Originally Posted by Fabrik8
I know you're probably talking about the red/yellow/blue insulated butt splices, and you're right, they're bad. But the fact is that using a proper uninsulated crimp splice, which starts as a "U" or "V" and crimps into a "B" shape, is far superior to soldering. Soldering is easy and cheap, and you don't need any special parts, so that's fine, but it's not superior to crimping by any means. Solder joints wick flux up into the wire strands, and cause horrible corrosion problems (solder flux is pretty corrosive), and the soldered portion does a really poor job of transferring vibrational fatigue across the joint. Basically, soldered splice joints corrode and break. The crimp splice I'm talking about is the type that Honda uses to splice a few wires right at the ECU, such as the shield for the knock sensor wire, and are usually brass. I use them for all of our race harnesses, and I've never had one fail at the joint, unlike the solder joints on the rigged-up dyno harnesses. These crimp splices are very widespread across the automotive industry, which is why I know about them and the reasons they are used.

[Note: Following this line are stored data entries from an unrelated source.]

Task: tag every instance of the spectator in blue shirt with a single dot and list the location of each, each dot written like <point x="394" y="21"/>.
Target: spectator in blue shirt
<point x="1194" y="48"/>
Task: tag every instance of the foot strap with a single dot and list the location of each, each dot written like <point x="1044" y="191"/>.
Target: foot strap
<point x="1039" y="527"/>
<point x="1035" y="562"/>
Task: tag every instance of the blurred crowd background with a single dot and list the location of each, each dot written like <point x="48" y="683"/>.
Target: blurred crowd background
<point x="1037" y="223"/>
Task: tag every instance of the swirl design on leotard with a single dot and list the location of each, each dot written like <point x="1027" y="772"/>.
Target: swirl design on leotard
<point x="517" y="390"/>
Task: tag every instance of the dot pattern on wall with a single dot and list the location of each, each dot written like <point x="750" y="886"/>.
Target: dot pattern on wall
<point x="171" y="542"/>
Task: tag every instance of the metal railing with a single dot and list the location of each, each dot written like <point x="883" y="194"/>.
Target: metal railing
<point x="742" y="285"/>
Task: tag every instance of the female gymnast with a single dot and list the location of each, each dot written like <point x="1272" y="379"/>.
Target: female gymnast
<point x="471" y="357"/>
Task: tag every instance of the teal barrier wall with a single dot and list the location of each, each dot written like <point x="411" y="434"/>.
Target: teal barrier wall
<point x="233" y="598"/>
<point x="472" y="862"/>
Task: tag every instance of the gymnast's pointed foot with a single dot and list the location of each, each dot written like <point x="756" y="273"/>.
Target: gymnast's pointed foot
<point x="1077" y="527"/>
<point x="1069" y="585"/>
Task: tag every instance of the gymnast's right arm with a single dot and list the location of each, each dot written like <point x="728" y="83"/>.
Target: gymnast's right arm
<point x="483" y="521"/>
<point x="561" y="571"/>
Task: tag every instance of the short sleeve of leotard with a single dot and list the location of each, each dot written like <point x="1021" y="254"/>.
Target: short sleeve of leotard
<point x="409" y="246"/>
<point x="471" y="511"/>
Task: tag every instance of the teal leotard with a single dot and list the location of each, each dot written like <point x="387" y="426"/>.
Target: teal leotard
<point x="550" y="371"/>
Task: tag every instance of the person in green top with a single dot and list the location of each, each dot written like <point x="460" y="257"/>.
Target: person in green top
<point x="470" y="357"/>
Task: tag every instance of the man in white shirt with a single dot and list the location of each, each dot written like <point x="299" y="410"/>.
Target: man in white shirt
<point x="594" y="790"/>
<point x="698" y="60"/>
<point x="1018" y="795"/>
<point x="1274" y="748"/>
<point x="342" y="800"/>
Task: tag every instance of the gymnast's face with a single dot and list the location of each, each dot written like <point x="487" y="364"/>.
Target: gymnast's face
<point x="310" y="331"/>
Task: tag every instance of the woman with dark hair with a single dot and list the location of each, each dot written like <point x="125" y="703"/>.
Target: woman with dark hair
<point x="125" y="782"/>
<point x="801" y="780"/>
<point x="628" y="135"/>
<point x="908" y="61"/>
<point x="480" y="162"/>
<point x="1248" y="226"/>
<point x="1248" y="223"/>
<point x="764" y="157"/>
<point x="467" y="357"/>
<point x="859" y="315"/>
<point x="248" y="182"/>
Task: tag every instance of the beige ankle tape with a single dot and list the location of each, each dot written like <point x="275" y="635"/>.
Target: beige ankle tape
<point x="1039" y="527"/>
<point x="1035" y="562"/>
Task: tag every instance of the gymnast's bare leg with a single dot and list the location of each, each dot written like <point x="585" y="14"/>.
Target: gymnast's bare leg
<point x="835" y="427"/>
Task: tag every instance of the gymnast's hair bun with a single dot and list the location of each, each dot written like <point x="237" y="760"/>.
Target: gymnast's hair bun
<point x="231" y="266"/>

If you've never had a soldered wire splice fail, good for you. It's only a matter of time, and the car may never see enough use for the solder joints to fail. But don't say crimping isn't the way to go, because the entire automotive and motorsport industry would disagree with you. Underhood harnessing is not the place to solder.

i can agree and disagree. ive never had a solder joint fail but most guys use the standard "butt splices" for splicing so i was referring to that as a poor way of splicing. i can agree about the corrosion issue but then again how long would it take for the corrosion to eat up the wires? years? and copper corrodes too i can agree that crimping the ecu pins is the way to go (i do that when i can). But i am a mfg rep for Tyco/Amp and Molex and crimping pins is reliable but that isn't why mfg's go that route, they do that for cost savings. its faster and easier. so before i get off topic about this... we are talking about splicing/crimping in two different categories. im talking about harness joints and lap joints and you are talking about pin termination, either way, its always better that wire nuts or butt splices



but to get back to dorko, try another ecu

Last edited by gene; 09-15-2008 at 07:39 AM.